Following on from RDMA and RoCE last week, the next feature of AI and HPC networks that I will look at is lossless transport. Lossless transport is achieved in fundamentally different ways for InfiniBand and Ethernet, so I will cover InfiniBand this week and Ethernet next week.
Unlike Ethernet, which uses the upper layers such as TCP for retransmission of lost packets, InfiniBand was designed to be natively lossless. Several features which make this possible, such as congestion control being done in hardware, and RDMA which means that network traffic is not passed to the OS Kernel or the CPU, which avoids delays in buffering. However, the key feature for lossless transport is Credit-Based Flow Control (CBFC).
CBFC is essentially a very simple process. The receiver sends credits to the transmitter, where one credit allows for transmission of 64 Bytes of data. If the transmitter has packets to send and sufficient credits, it will send the data. If the number of credits reduces to zero, it will stop sending until it receives more credits. This stops the receiver overflowing its ingress buffer and dropping packets.
Diving just a little deeper. CBFC is implemented on both a virtual lane and port-to-port basis. Typically, an InfiniBand link will have 16 virtual lanes, with Lane 0 assigned to normal traffic and Lane 15 allocated to InfiniBand management traffic. Each lane has its own set of flow credits, to allow for prioritisation and avoid Head of Line (HoL) blocking.

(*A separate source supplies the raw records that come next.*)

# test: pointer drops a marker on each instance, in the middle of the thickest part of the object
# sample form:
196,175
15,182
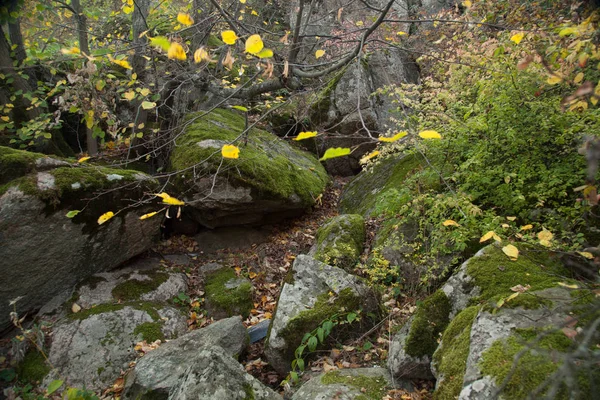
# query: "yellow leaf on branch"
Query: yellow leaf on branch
230,151
105,217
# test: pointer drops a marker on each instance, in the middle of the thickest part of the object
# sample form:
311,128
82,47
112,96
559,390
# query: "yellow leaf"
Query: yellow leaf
430,135
305,135
553,80
397,136
487,236
586,254
122,63
176,52
573,286
229,37
185,19
567,31
450,222
511,251
146,216
369,156
130,95
254,44
545,235
230,151
167,199
105,217
517,37
265,53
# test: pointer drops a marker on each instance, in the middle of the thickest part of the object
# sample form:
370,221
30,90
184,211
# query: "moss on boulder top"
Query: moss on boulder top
270,174
340,241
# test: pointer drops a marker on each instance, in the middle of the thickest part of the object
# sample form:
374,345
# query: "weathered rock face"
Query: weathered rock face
227,294
214,374
118,309
162,371
270,179
490,326
314,291
347,384
44,253
340,241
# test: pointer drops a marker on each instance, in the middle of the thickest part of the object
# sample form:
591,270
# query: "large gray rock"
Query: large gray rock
96,346
158,373
215,375
270,179
44,253
313,292
347,384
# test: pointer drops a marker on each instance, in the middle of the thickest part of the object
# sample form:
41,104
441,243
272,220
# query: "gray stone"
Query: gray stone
403,365
311,279
93,351
215,375
345,389
159,372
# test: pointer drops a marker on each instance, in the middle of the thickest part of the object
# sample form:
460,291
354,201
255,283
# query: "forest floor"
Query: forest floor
267,265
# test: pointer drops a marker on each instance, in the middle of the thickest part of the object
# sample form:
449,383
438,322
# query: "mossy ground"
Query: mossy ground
431,319
235,301
340,241
371,387
496,274
325,307
451,357
534,366
133,289
264,164
33,368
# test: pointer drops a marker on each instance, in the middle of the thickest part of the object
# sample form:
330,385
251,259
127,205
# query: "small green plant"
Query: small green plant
316,337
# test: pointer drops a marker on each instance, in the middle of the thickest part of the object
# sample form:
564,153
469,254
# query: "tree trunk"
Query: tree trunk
84,46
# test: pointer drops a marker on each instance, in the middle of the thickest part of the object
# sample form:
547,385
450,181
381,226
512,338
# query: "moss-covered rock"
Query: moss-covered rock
227,295
412,347
340,241
316,293
269,178
450,359
44,252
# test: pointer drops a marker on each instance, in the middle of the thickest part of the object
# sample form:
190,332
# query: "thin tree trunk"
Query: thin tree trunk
84,46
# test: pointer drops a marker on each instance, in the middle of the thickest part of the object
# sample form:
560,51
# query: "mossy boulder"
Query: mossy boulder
271,179
354,383
226,294
340,241
44,252
313,293
413,346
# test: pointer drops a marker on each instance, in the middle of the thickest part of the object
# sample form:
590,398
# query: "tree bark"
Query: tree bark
84,47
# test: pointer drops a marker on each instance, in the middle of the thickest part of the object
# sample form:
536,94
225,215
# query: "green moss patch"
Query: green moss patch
16,163
430,320
33,368
372,387
133,289
266,163
451,358
150,331
340,241
532,368
495,274
234,301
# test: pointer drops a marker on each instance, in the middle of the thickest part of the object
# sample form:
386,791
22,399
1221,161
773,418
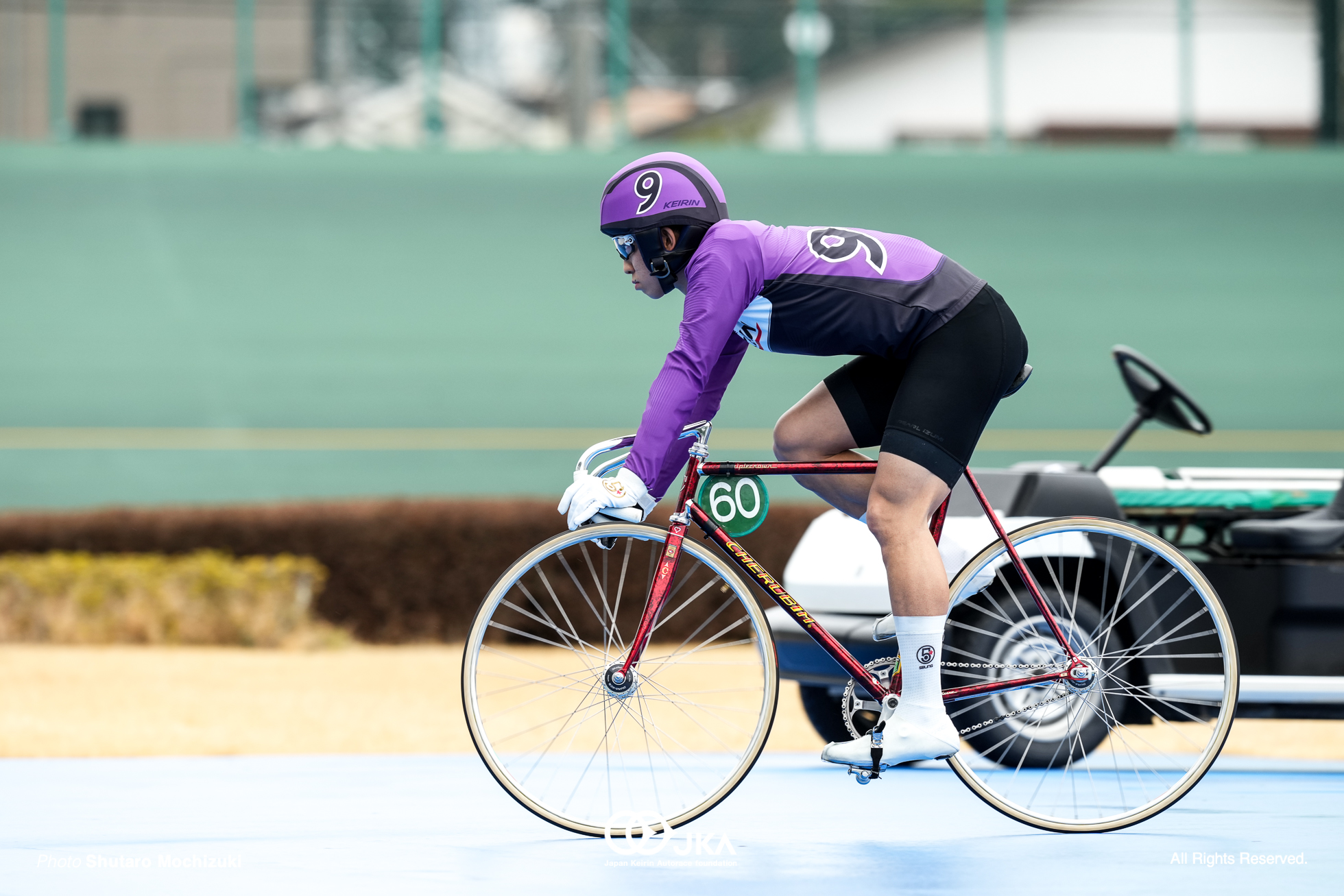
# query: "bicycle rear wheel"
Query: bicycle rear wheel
1142,729
581,753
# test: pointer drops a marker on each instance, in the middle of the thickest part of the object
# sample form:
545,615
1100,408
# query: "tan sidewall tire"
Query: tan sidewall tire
649,533
1232,669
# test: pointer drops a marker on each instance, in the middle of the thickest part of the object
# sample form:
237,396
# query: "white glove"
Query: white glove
623,496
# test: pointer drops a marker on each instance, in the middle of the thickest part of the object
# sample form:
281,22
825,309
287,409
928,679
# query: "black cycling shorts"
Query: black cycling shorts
932,406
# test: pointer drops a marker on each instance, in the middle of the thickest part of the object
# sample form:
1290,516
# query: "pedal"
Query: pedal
861,774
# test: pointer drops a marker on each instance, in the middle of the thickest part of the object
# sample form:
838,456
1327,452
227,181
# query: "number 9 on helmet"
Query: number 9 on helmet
663,190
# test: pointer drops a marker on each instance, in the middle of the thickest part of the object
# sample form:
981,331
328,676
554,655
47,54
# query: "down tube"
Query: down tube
771,586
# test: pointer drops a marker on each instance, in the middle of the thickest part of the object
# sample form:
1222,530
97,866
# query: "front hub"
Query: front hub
619,684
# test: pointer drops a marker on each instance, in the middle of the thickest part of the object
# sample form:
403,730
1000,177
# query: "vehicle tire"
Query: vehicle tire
823,711
1160,648
581,754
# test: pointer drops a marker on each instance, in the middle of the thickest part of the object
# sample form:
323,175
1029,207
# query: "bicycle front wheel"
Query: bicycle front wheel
589,755
1152,708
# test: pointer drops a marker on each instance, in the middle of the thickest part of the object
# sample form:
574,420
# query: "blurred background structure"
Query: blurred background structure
838,74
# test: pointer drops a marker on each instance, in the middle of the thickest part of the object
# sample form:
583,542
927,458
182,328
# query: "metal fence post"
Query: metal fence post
619,66
245,71
1328,29
58,117
1186,39
432,57
996,23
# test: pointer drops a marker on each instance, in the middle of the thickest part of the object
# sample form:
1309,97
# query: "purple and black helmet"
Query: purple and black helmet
663,190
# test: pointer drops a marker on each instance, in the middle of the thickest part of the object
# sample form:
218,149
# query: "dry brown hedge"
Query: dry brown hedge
398,570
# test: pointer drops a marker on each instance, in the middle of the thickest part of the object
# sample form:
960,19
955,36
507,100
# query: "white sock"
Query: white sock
921,666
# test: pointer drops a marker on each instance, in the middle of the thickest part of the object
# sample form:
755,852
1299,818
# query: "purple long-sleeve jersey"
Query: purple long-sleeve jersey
800,291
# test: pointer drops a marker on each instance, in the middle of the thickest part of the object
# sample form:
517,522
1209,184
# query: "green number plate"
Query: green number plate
736,503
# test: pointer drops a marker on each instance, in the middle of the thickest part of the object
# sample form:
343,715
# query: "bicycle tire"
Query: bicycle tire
553,629
1160,625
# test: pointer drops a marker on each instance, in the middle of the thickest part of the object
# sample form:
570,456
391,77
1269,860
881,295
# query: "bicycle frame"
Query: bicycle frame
687,512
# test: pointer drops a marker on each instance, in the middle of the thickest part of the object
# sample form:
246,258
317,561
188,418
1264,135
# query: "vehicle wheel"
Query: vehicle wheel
823,711
581,753
1124,742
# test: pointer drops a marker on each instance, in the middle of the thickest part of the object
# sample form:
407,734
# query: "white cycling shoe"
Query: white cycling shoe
901,742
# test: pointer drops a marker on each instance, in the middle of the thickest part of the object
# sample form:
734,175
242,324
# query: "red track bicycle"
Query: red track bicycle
625,668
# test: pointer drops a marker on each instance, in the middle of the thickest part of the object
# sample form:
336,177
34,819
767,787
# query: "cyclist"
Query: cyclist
936,347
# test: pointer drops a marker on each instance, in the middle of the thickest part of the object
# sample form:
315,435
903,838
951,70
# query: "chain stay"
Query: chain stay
1009,715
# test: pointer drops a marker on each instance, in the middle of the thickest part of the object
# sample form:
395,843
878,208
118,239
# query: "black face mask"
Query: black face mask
667,264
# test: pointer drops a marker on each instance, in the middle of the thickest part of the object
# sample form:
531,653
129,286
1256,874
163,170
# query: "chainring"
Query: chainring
862,715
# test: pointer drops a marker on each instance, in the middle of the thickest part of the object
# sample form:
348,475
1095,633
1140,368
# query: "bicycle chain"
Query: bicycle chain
999,665
1009,715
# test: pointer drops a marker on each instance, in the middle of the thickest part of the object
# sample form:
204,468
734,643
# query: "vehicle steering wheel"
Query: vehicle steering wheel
1157,397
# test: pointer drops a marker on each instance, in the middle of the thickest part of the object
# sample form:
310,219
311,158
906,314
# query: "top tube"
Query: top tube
625,441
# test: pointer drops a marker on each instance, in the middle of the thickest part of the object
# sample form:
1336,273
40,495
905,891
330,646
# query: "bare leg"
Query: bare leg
813,431
902,498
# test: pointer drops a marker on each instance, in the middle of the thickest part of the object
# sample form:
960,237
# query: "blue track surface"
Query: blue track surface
337,825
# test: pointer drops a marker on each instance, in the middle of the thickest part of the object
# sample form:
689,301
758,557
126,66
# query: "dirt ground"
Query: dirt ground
151,701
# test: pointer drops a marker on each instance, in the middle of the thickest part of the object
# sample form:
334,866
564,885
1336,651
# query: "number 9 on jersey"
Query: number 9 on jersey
737,503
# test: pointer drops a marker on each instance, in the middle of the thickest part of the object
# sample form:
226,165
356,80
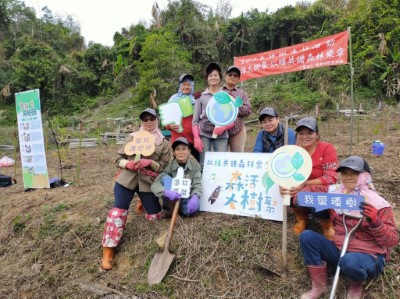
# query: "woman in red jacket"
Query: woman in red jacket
324,164
369,247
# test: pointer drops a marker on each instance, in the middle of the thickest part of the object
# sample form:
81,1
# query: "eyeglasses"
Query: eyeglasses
145,120
234,75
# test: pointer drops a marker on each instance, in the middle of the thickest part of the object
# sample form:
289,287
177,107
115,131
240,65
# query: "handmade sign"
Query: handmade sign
143,143
31,139
173,112
181,184
222,109
232,184
289,167
322,201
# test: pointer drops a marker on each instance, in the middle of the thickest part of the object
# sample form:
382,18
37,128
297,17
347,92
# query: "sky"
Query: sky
99,20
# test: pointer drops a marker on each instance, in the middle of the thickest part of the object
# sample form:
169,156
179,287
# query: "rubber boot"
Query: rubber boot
106,261
327,228
139,207
356,290
301,219
113,230
318,277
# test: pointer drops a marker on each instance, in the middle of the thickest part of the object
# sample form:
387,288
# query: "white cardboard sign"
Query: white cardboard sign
238,183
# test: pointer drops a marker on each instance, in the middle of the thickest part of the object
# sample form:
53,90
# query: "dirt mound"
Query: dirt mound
50,239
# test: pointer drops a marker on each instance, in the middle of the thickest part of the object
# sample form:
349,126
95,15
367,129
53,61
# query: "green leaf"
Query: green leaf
222,97
238,102
267,181
298,177
297,160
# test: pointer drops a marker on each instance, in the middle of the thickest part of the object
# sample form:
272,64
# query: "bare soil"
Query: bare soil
50,240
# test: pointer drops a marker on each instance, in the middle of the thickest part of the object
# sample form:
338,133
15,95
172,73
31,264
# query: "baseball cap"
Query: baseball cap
268,111
180,140
307,122
233,68
184,77
213,66
149,111
354,162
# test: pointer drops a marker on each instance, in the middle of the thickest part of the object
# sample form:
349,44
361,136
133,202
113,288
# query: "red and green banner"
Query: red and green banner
326,51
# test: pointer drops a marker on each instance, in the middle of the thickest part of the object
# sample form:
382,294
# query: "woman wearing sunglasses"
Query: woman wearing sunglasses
135,177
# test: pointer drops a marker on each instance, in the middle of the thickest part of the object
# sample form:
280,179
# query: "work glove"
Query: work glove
172,195
142,163
369,211
219,130
198,144
193,204
131,165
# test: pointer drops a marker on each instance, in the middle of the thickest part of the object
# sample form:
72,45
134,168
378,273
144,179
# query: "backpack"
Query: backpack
6,180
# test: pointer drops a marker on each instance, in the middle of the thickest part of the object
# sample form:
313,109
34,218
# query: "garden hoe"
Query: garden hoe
161,261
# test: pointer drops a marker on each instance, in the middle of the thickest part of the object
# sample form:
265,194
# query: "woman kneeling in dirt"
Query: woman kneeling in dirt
369,245
324,164
135,177
192,170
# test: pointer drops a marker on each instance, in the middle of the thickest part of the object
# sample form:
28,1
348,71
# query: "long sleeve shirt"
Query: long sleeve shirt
244,110
324,164
373,238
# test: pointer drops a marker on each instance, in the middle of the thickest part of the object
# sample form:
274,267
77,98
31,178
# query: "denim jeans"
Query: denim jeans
354,265
124,196
238,141
218,144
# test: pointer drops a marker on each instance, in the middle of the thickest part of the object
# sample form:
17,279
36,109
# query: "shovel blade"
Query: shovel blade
159,267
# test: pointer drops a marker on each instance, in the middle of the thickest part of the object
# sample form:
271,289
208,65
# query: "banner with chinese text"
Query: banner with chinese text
236,183
326,51
31,141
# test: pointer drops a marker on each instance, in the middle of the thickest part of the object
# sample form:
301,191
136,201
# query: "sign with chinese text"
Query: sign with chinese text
173,112
180,184
326,51
31,141
143,143
236,183
322,201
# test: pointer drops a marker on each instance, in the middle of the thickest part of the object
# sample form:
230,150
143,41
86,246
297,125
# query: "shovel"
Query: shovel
344,250
161,261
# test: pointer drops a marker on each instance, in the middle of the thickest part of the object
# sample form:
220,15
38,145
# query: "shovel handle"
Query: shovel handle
172,226
342,253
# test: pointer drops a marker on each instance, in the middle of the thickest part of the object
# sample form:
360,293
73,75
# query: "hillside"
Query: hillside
50,240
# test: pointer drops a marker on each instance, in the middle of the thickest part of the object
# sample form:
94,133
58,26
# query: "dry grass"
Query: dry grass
50,239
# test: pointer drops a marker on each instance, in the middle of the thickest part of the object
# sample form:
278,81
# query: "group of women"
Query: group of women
150,177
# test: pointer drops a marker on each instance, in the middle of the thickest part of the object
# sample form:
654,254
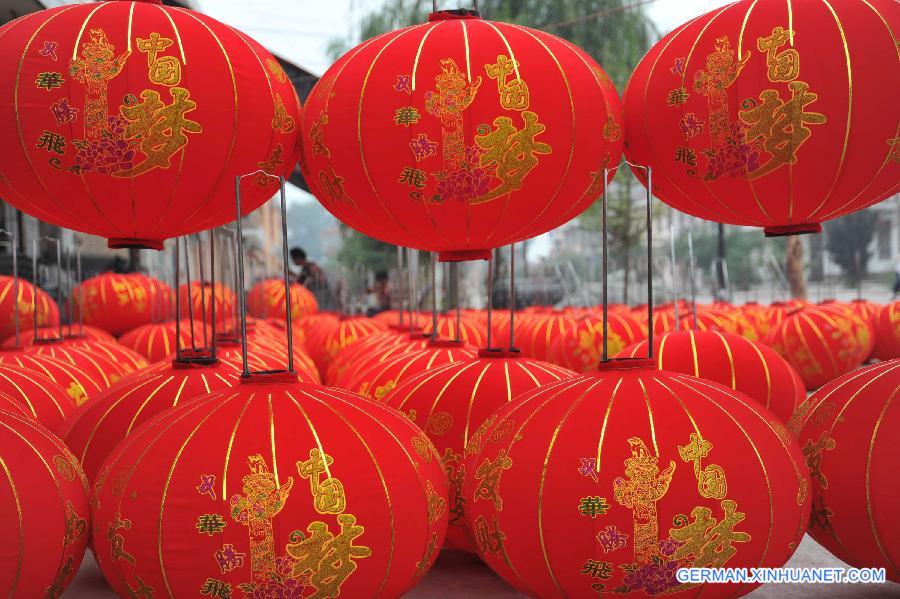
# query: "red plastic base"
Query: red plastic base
499,352
270,376
127,243
785,230
464,255
447,15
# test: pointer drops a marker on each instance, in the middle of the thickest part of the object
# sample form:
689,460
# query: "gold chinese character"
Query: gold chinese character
514,92
161,128
164,70
513,151
328,494
781,125
710,542
785,65
488,476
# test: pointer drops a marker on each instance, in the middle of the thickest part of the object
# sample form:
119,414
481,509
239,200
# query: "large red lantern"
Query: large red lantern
821,344
381,377
44,511
770,113
452,401
114,302
139,118
460,135
887,332
39,396
112,416
579,348
273,489
266,299
614,480
848,430
78,384
744,365
47,310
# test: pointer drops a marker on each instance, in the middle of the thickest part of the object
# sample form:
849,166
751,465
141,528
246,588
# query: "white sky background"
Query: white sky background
300,30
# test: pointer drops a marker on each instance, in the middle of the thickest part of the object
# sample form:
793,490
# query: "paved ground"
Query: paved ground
458,575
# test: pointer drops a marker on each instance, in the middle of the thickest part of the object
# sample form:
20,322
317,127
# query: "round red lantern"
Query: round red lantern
278,489
347,332
848,430
381,377
579,348
114,415
78,384
47,310
158,341
887,332
821,344
139,118
452,401
460,135
113,302
770,114
618,478
44,511
203,300
266,299
744,365
39,396
464,330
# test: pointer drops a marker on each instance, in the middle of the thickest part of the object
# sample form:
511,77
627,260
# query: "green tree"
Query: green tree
847,240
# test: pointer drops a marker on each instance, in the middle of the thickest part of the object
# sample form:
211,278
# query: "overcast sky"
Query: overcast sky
300,30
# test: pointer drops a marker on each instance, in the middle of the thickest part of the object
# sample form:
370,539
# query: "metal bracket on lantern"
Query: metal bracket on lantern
34,261
246,375
605,359
11,241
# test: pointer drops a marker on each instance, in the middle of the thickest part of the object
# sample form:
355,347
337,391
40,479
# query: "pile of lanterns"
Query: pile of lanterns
193,461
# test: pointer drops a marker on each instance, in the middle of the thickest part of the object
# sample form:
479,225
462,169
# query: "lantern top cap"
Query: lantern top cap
454,15
627,364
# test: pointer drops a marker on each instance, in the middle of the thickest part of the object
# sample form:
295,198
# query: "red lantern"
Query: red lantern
88,332
848,430
380,378
279,489
114,415
580,347
452,401
47,310
78,384
101,369
139,118
39,396
200,300
616,479
538,336
887,335
747,366
347,332
114,302
467,331
44,510
157,341
460,135
266,300
821,344
756,115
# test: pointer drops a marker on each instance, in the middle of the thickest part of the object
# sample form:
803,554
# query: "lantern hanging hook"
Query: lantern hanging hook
246,373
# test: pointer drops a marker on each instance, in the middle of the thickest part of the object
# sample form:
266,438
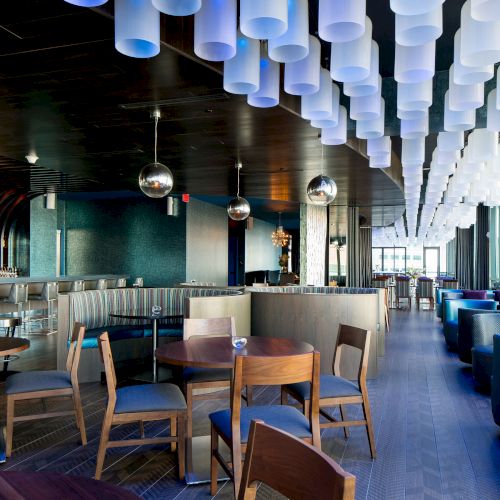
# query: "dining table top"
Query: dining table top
11,345
218,352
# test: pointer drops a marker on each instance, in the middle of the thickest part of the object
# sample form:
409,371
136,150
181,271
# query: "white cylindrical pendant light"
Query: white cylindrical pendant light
87,3
421,28
412,7
242,72
413,129
379,146
480,41
413,151
341,20
177,7
414,64
263,19
415,96
334,136
371,83
450,141
467,75
371,129
293,45
333,119
485,10
493,113
366,107
137,28
302,77
464,97
350,61
380,161
268,94
318,106
485,145
215,30
457,120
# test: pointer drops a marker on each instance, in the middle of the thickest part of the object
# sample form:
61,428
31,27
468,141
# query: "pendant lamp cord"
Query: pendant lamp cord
156,134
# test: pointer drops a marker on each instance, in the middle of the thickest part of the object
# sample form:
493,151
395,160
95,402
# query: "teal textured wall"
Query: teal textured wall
132,236
43,227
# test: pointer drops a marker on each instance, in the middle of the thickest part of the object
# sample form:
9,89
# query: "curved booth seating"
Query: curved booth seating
131,338
450,319
484,326
464,339
495,380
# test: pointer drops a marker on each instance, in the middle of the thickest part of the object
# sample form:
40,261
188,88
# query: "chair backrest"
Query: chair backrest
291,467
357,338
211,327
276,370
75,348
109,368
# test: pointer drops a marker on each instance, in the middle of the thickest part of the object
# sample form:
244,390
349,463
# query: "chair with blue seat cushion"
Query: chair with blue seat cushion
232,425
495,379
484,326
450,318
335,390
275,457
464,339
47,384
205,378
140,403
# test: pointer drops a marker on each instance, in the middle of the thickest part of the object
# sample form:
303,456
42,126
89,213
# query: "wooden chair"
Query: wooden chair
205,378
336,390
232,425
140,403
291,467
47,384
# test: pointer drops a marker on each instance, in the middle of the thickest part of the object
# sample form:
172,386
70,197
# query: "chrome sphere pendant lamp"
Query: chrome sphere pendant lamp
156,180
321,190
238,208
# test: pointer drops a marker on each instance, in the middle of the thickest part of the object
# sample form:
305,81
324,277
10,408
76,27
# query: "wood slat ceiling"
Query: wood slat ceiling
66,94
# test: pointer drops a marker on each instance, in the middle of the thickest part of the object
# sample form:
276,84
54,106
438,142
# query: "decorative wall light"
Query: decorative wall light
280,237
238,208
321,190
155,179
137,28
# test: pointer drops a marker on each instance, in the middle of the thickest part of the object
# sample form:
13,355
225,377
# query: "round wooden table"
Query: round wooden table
49,485
218,352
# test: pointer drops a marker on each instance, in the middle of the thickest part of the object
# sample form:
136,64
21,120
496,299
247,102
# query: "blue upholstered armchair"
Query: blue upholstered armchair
495,380
450,317
465,332
484,326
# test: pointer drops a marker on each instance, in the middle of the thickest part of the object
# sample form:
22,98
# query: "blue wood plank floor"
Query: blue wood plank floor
435,434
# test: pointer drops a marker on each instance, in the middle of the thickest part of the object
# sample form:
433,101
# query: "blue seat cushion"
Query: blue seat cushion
206,374
149,397
286,418
37,381
329,386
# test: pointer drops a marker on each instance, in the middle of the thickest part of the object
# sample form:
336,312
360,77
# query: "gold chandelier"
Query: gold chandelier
280,237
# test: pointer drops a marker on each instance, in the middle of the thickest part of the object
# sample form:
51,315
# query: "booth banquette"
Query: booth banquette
131,338
313,314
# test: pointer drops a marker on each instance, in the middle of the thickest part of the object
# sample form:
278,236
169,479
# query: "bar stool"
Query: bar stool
77,286
48,295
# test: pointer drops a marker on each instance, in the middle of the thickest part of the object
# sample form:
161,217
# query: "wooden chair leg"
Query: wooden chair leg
173,432
369,426
79,415
214,445
180,425
103,444
342,415
9,426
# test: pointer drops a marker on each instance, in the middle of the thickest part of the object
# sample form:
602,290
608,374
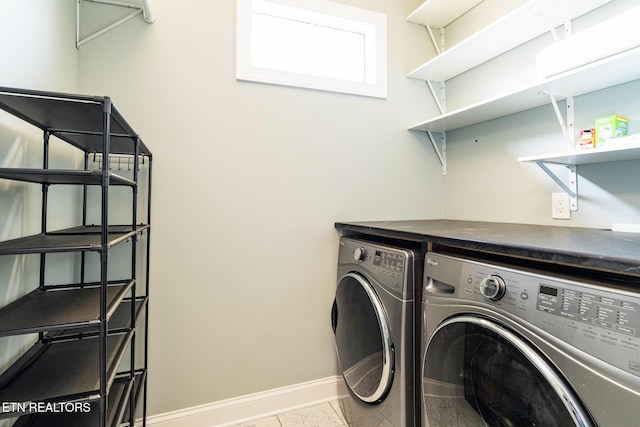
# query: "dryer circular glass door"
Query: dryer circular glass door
476,372
363,339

Finally, as CBFC works primarily on a port-to-port basis, Explicit Congestion Notification (ECN) is necessary to provide end-to-end lossless transport over the InfiniBand fabric. If a switch detects congestion on a network flow, it sets the Forward Explicit Congestion Notification (FECN). When the packet with the FECN is received by the destination, the local Host Channel Adapter (HCA) sets the Backward Explicit Congestion Notification (BECN) on return traffic to the transmitter, which will then throttle transmission until the BECNs drop off and normal transmission resumes.